Tuesday, January 29, 2013

Why -- So Far -- I'm Sticking with Blogger



The Internet has the attention span of a caffeine-buzzed road-runner with diarrhea. 

I say that with a lot of affection, because the Internet is just what it is: Living in the moment (except for those nerds over at the Wayback machine) and always certain, absolutely certain, like some moronic, love-struck 14-year-old, that a Better Life TM is just around the corner. 

Today, I read about Quora and how it’s offering a blogging platform. Built-in audiences! Page vies of 30,000 plus for even timid, poopy-head writers! Come join our flock and you will achieve Level Seven of the current version of Internet Nirvana. 

Hm. 

Yes, places like Quora and WordPress and such are the big, shiny dwellings designed by Frenk Lloyd Wright, built by R. Buckminster Fuller and powered personally by some kind of massive lightning-bolt doohickey pedaled by Nikola Tesla himself. 

Blogger, by contrast, is the shabby little trailer house tucked away on the bad side of the tracks, far from the Great White Way of everything that is mod and groovy and hip and with it. 

Please. 

Yes, there may be distinct advantages to moving from this platform to another. But most of them feel like a false economy to me. A platform is a platform on the Internet. Some platforms may come accompanied with the current shininess of absolutely now newness, but then again, so did Friendster and MySpace. I’ve got a partial novel hidden somewhere on my computer in which one of the characters sets up a protest site on MySpace. Every time I read that chapter, I think, Oh, how quaint. She might as well be communicating with her fellow protesters via telegraph.

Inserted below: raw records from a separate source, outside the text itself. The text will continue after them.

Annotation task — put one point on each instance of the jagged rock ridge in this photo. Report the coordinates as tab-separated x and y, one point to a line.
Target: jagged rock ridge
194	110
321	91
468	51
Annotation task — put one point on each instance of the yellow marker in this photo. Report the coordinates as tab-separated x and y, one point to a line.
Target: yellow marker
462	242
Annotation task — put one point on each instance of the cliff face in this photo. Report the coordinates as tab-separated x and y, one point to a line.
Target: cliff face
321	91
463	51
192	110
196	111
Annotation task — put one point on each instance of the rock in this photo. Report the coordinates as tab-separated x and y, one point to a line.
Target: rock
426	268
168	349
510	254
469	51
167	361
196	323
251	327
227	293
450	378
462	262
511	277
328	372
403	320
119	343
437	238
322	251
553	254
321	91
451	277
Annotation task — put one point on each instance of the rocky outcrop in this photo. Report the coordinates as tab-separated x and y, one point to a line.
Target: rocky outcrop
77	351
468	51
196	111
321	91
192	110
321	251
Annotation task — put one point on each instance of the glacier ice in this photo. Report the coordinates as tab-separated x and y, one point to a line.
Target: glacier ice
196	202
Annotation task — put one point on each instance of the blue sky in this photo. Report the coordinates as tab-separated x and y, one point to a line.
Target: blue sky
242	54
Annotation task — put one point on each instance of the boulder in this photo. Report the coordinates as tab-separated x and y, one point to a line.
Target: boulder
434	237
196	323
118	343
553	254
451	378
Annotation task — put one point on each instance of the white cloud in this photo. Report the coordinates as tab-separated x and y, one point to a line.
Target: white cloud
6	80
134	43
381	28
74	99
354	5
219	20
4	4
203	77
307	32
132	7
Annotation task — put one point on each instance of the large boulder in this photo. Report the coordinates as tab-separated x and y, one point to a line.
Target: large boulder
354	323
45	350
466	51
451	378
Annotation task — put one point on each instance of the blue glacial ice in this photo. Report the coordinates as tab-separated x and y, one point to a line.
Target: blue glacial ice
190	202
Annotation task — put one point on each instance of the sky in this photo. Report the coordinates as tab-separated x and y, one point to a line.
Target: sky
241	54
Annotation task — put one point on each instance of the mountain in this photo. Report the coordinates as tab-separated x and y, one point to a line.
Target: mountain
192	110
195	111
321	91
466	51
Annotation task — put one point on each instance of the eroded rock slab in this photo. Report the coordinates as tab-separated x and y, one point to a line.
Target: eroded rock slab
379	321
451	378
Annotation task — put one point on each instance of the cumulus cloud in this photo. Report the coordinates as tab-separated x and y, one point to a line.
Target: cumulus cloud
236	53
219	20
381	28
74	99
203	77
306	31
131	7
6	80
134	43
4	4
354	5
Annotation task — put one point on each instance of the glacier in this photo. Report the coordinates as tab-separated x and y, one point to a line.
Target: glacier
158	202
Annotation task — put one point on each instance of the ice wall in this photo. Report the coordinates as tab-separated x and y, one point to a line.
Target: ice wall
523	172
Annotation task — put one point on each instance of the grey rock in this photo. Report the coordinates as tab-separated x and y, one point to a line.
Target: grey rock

So tell me again, when the new patina of nowest blogginess wears thin, will I once again be forced to replace the VHS tapes of my blog with the DVDs of the future before, once again, some jerk brings on the Big Bad Blu-Ray of Even More Now-y Nowness? 

I have moved on, Internet-wise, of course. Back in my college days, I did have a hand-crafted personal website that the university tolerated on their servers (thanks, Wayback). I have not done much HTML since then (and I really should get back to it, but between working full-time, teaching part-time and writing part-time, I just don’t have the time any more) but I have been around.